Le recours à la religion participait en effet de la création et de l’entretien des liens sociaux qui structuraient à différentes échelles les groupes d’habitants du territoire paroissial, quand ce dernier recouvrait l’espace vécu par les occupants de la périphérie urbaine. Le thème a déjà été abordé, au cours du chapitre précédent, du point de vue de l’intention missionnaire des animateurs de Notre-Dame Saint-Alban. Mais les usages que les paroissiens pouvaient faire des services et des équipements de leur paroisse ne correspondaient pas forcément au projet religieux et social qui leur était proposé. Ces usages reposaient sur d’autres logiques, qu’il convient d’analyser du point de vue cette fois du groupe paroissial, non plus entendu comme la communauté paroissiale rêvée par l’abbé Remillieux, mais comme l’agrégation d’habitants du territoire paroissial formant un groupe, à la composition et aux contours variables, et se retrouvant dans leur usage commun de la paroisse.

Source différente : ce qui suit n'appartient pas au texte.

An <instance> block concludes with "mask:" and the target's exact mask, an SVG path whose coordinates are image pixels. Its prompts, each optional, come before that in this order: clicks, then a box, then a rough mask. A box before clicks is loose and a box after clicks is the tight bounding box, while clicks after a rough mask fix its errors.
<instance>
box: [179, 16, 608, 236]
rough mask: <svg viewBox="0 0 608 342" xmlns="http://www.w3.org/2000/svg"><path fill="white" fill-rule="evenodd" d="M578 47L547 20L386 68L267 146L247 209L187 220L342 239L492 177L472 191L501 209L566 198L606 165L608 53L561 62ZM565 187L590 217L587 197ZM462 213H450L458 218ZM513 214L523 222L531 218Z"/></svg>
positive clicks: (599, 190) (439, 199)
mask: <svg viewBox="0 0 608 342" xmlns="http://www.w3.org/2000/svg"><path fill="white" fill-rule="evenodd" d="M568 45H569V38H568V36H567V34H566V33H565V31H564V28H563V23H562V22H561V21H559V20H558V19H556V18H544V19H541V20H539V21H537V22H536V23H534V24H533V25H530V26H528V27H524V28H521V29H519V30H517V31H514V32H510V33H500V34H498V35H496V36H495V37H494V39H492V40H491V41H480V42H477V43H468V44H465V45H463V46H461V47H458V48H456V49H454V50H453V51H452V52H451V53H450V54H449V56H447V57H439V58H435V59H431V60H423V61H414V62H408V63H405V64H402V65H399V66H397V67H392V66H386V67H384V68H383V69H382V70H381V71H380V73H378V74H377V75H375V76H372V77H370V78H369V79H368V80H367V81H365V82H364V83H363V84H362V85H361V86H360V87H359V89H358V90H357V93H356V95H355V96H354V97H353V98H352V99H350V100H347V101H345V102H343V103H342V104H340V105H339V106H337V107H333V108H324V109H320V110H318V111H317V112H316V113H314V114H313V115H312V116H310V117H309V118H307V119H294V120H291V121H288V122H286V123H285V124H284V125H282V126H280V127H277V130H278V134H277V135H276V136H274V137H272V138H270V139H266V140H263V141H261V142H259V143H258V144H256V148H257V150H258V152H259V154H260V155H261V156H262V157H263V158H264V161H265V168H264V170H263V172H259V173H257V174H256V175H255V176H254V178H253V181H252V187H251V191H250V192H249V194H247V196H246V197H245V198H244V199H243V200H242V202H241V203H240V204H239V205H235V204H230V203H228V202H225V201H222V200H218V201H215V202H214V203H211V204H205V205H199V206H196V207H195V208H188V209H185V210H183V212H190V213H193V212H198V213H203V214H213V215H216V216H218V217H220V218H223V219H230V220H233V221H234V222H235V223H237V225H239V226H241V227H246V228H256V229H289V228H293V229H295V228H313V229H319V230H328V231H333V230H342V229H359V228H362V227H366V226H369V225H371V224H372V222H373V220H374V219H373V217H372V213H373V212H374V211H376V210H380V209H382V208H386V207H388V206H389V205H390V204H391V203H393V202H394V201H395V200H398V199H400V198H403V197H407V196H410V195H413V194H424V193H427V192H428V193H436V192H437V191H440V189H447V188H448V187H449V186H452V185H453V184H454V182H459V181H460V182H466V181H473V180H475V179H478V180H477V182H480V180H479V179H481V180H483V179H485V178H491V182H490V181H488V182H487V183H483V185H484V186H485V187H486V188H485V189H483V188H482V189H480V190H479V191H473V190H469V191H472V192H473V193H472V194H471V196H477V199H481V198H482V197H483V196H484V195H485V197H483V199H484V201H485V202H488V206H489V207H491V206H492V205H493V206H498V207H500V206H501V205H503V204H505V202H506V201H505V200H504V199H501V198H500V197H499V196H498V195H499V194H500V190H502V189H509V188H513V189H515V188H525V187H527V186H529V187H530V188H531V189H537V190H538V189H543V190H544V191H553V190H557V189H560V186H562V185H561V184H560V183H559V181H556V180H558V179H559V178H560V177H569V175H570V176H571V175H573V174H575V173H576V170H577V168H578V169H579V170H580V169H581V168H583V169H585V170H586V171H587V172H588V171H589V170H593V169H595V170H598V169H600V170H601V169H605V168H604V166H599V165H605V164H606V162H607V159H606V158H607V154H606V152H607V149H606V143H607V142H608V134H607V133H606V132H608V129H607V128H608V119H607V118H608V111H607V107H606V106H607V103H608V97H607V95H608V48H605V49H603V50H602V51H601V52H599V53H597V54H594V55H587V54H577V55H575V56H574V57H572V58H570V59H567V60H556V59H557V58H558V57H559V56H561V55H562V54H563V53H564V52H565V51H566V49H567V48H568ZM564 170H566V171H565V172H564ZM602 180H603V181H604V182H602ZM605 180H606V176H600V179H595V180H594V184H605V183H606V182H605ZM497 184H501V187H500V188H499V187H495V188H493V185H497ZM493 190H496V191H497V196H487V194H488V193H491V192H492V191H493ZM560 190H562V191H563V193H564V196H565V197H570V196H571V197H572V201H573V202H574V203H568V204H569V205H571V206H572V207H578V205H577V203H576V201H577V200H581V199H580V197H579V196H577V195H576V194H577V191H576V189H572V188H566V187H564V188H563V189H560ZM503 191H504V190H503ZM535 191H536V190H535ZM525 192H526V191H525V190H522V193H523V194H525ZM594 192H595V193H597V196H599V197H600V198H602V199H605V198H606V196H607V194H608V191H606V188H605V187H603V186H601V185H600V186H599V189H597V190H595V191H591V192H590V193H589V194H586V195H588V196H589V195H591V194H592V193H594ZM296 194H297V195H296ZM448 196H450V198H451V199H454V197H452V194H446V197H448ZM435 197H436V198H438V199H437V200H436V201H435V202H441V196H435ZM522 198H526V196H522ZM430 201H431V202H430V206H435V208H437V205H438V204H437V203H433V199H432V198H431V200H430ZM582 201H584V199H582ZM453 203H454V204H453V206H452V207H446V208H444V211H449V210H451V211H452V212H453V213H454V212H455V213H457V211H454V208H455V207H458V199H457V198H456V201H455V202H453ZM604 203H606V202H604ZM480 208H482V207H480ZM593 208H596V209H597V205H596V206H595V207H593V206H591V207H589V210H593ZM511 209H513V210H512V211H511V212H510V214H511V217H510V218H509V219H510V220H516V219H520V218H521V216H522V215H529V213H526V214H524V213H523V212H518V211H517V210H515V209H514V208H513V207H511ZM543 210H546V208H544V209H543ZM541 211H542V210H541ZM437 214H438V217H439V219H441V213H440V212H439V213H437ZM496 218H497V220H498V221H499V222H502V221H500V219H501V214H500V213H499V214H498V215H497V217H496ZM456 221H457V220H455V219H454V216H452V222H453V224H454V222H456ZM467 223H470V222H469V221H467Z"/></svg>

Les pratiques religieuses et sociales répondaient parfois aux objectifs des promoteurs de la mission, mais quand elles semblaient leur échapper et qu’ils dénonçaient un usage formaliste et utilitariste du sacré, elles n’en demeuraient pas moins les témoins d’une forme de sociabilité se déployant dans la ville, et c’est leur caractère positif qu’il faut ici envisager. Autrement dit, la problématique, plus facile à mettre en œuvre quand il s’agit d’étudier les paroissiens engagés à divers titres dans les œuvres paroissiales, peut aussi servir de fil conducteur à la compréhension du recours au sacré chez des paroissiens détachés d’une pratique régulière et résistant aux velléités missionnaires de leur curé. C’est au cours de ce développement qu’on empruntera à des sociologues ou à des anthropologues certaines de leurs grilles de lecture pour aborder le fonctionnement de la communauté paroissiale, ses rapports à la mort ou à la ville, comme les usages que les habitants du territoire paroissial faisaient du religieux.